Calandrini Vania, Abergel Daniel, Kneller Gerald R
Centre de Biophysique Moléculaire, CNRS, Rue Charles Sadron, 45071 Orléans, France.
J Chem Phys. 2008 Apr 14;128(14):145102. doi: 10.1063/1.2894844.
Nuclear magnetic resonance (NMR) has proven to be the most valuable tool for investigating internal dynamics of proteins. In this perspective, the interpretation of NMR relaxation data eventually relies on a model of the motions.

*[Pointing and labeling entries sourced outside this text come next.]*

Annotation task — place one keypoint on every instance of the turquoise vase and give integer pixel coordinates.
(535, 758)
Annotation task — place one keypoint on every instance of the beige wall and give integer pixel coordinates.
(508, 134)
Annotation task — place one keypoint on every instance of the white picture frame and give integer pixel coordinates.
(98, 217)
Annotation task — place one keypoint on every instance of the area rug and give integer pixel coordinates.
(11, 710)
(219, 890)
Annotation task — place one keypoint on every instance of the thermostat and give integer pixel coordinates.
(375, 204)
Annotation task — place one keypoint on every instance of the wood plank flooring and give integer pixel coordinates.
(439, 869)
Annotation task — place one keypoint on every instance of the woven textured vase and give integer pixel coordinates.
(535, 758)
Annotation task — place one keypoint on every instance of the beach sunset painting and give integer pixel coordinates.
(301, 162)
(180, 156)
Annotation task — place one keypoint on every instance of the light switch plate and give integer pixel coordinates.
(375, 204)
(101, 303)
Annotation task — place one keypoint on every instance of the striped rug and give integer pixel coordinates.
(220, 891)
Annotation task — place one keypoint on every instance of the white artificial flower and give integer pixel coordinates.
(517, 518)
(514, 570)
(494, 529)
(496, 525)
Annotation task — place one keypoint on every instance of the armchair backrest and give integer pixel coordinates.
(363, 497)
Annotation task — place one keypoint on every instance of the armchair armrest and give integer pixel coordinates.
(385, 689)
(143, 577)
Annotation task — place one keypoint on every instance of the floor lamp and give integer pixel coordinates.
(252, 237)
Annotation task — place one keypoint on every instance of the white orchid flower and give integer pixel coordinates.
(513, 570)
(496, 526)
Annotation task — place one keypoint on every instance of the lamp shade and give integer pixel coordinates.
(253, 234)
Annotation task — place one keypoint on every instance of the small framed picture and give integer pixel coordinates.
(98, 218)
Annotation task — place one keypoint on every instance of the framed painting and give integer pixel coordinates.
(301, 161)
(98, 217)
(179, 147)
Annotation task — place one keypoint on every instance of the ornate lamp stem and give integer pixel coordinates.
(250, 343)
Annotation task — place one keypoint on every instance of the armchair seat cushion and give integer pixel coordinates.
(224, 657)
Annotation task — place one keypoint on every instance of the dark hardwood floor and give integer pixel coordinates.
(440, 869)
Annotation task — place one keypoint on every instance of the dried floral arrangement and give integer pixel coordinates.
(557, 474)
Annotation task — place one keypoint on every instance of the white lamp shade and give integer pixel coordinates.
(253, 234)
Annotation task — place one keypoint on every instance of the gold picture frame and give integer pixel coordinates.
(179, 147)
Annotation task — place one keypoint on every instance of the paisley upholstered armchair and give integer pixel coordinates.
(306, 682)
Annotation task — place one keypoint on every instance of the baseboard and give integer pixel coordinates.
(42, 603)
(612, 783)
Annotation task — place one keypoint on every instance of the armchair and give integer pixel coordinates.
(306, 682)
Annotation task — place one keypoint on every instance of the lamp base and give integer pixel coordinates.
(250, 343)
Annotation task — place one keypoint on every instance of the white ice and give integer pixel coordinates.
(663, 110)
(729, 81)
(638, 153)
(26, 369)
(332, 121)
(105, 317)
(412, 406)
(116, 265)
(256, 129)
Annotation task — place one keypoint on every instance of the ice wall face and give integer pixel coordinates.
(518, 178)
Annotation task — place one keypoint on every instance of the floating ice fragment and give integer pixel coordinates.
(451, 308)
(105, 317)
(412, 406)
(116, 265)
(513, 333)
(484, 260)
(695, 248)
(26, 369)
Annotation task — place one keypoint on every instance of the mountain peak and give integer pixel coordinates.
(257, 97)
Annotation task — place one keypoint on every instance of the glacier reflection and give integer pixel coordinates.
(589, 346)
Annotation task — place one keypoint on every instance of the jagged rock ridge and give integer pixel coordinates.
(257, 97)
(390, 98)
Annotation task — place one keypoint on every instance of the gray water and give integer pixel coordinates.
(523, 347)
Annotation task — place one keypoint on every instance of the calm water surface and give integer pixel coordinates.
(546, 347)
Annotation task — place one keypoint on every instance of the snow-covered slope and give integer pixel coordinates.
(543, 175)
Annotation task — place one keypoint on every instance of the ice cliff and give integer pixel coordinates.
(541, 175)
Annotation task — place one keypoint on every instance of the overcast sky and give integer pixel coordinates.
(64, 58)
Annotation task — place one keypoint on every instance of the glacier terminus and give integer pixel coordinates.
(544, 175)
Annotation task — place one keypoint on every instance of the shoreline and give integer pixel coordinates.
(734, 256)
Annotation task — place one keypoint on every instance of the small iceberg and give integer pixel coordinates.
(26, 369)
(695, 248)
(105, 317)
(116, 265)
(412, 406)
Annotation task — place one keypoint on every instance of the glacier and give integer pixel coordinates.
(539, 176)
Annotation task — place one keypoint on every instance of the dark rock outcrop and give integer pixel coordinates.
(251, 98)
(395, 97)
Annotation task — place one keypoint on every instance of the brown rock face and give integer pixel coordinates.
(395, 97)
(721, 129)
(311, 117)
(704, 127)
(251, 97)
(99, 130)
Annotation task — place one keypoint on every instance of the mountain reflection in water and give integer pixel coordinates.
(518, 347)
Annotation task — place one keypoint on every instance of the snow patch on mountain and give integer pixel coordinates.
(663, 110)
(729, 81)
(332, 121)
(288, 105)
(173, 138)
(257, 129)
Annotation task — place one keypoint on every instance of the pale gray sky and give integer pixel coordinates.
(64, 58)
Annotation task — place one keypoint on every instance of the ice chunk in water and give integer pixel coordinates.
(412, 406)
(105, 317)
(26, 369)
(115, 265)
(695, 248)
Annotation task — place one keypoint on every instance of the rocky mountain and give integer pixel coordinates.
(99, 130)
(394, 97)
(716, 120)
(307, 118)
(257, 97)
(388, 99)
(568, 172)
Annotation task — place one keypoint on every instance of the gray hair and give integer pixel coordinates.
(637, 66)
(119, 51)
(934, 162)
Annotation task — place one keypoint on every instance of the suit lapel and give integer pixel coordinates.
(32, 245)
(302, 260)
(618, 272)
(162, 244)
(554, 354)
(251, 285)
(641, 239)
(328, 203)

In this article, we propose to compare two radically different approaches that aim at describing internal dynamics in proteins. It is shown that the correlation functions predicted by a network of coupled rotators can be interpreted in terms of a heuristic approach based on fractional Brownian dynamics for each of the vectors in the network. Our results are interpreted in terms of the probability distributions of relaxation modes in both processes, the median of which turns out to be the relevant quantity for the comparison of both models.
核磁共振(NMR)已被证明是研究蛋白质内部动力学最有价值的工具。从这个角度来看,NMR弛豫数据的解释最终依赖于运动模型。在本文中,我们提议比较两种截然不同的方法,它们旨在描述蛋白质中的内部动力学。结果表明,耦合转子网络预测的相关函数可以根据基于分数布朗动力学的启发式方法对网络中的每个向量进行解释。我们根据两个过程中弛豫模式的概率分布来解释我们的结果,其中位数被证明是比较这两种模型的相关量。